KubeNodeSmith

KubeNodeSmith is a Kubernetes autoscaler built with Kubebuilder. It watches for unschedulable pods, provisions new worker nodes from infrastructure providers (Proxmox, Redfish, etc.), and deprovisions them when idle. Built on controller-runtime, it provides declarative node lifecycle management through custom resources.

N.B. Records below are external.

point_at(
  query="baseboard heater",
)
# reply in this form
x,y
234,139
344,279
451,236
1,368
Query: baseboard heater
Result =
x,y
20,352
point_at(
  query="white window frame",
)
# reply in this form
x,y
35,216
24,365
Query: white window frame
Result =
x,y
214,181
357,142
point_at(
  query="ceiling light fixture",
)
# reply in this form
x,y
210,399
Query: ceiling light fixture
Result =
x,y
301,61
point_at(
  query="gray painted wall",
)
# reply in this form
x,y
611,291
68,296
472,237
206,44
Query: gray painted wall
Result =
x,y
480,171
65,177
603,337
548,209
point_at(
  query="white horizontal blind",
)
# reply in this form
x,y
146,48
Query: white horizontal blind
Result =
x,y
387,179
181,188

🛠️ Active development. Architecture follows industry patterns similar to Karpenter's NodeClaim model.

Architecture

KubeNodeSmith uses four custom resources to manage autoscaling:

NodeSmithControlPlane – Top-level controller config that references which pools to manage
NodeSmithPool – Defines node pools with min/max limits, machine templates, and scale policies
NodeSmithProvider – Infrastructure provider configuration (Proxmox credentials, VM settings, etc.)
NodeSmithClaim – Individual node requests with lifecycle tracking (Launched → Registered → Initialized → Ready)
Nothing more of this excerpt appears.